Correspondence: Dr D. W. Pring, Department of Obstetrics and Gynaecology, York District Hospital, Wigginton Road, York YO3 7HE, UK.


Objective To evaluate current knowledge and practice among pregnant women about the use of car restraint systems during pregnancy.

Design A structured questionnaire.

Setting District hospital antenatal clinic.

Participants Two hundred pregnant women attending for their routine mid-pregnancy anomaly scan.

Main outcome measures The women were asked about seatbelt and airbag usage, source of information about restraint systems and the legal requirements and recommendations regarding car safety systems.

Results One hundred fifty-nine women (80%) completed the questionnaire. Ninety-eight percent wore seatbelts in the front, 68% wore seatbelts in the back of a car, 48% correctly identified where to place the seatbelt and 37% had received information on seatbelt use while pregnant. The latter were more likely to correctly position their restraints than those who had received no information (P= 0.03). Thirty-nine percent had an airbag system fitted and one woman had de-activated it.

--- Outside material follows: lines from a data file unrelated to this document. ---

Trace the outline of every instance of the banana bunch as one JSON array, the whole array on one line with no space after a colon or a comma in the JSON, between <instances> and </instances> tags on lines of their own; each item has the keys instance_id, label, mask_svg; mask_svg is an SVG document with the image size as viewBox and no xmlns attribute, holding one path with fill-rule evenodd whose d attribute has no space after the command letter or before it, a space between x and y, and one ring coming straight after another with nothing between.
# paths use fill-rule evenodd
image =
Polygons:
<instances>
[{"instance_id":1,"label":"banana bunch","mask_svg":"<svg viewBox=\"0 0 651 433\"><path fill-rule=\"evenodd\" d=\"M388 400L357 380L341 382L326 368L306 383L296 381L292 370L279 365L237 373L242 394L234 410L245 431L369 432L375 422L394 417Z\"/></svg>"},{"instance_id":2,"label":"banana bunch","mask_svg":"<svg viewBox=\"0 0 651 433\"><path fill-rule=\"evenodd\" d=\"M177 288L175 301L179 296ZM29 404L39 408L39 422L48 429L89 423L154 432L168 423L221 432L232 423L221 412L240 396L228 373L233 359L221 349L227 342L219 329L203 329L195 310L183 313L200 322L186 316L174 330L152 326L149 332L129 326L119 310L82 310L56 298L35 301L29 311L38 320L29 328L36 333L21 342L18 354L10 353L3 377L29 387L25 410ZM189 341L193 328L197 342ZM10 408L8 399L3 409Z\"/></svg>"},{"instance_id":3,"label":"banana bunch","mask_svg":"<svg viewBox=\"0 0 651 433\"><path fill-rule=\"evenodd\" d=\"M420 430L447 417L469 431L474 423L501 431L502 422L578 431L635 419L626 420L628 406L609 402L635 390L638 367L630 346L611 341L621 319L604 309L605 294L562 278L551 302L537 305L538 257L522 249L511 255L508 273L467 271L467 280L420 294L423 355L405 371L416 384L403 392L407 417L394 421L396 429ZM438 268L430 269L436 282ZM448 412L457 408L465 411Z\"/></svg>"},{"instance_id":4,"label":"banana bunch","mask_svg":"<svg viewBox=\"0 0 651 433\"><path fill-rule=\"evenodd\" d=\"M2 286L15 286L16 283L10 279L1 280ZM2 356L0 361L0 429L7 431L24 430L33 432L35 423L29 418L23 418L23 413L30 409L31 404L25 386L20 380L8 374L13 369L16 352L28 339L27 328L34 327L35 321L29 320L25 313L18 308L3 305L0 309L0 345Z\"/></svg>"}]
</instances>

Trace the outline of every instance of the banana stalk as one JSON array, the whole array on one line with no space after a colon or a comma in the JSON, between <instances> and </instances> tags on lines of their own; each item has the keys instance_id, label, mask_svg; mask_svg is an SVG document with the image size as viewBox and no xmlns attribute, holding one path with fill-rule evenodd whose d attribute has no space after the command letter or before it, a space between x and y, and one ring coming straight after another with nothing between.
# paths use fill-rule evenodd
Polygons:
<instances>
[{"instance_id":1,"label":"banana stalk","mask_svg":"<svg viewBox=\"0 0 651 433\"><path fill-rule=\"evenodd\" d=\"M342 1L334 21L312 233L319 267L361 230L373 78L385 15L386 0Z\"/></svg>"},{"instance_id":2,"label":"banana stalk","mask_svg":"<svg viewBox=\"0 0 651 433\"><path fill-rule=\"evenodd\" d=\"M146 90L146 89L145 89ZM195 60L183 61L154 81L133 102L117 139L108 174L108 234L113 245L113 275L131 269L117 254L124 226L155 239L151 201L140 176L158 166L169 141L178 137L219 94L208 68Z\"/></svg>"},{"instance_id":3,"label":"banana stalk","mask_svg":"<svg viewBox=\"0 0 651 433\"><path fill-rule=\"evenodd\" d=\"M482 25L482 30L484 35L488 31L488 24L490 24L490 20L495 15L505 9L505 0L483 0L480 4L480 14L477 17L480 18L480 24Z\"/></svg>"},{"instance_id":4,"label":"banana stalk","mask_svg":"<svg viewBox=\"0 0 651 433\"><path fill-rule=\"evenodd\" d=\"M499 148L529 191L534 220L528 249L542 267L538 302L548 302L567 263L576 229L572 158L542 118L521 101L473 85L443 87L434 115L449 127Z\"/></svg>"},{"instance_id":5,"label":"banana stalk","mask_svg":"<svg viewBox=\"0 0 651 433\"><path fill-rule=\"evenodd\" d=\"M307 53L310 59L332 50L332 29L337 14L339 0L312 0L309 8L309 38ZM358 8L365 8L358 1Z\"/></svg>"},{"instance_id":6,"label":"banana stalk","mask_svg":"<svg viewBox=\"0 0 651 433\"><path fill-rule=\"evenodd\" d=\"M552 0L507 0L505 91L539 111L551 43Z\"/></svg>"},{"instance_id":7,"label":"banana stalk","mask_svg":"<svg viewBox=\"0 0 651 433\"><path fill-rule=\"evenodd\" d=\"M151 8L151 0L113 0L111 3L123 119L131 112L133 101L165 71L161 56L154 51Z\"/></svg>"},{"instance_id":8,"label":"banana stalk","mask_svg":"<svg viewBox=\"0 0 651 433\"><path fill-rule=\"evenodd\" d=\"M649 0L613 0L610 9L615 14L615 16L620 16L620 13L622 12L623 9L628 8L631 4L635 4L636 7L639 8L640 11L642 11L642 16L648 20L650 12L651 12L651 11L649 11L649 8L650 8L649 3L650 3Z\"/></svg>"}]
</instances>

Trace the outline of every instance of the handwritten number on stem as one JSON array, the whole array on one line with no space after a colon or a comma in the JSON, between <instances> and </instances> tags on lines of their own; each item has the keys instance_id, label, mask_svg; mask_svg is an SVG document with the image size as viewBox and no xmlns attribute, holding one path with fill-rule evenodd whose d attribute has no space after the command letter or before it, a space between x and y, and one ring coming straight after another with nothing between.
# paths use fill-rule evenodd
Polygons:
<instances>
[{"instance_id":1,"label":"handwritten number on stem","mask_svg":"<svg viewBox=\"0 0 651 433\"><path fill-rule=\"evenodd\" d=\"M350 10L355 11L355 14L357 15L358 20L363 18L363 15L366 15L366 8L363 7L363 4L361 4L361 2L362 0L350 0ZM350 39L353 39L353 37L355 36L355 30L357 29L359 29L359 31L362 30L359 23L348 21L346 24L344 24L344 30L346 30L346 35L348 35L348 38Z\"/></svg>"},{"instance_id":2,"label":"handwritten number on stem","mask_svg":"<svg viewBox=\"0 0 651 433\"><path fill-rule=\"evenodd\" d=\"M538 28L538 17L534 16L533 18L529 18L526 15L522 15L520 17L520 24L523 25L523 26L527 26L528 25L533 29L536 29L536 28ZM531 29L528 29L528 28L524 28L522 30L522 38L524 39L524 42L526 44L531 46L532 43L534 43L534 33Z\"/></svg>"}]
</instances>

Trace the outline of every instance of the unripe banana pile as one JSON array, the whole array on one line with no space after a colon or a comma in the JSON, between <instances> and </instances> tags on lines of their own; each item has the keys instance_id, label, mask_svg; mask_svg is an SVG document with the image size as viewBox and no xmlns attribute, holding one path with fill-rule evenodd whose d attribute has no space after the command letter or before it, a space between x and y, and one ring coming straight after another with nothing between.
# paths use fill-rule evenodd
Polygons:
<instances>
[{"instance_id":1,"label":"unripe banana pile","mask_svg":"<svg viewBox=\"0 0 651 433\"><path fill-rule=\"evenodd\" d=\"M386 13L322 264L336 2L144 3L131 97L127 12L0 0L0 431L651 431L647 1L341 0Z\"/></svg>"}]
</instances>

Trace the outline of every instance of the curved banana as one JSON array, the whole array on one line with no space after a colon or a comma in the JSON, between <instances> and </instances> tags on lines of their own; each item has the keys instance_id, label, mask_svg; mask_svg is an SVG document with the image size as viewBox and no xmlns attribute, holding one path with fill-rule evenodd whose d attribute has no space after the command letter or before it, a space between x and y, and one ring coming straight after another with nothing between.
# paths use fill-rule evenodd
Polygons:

Fifty-eight percent were aware seatbelt use was a legal requirement for driver and passengers when fitted.

Conclusions Many pregnant women are ignorant of the correct usage of seatbelts, their positioning and legal requirements. This puts their own wellbeing, and that of the fetus, at risk. Women should receive written instructions and advice from well informed health professionals and be encouraged always to wear a correctly positioned seatbelt. Education increases compliance and correct usage.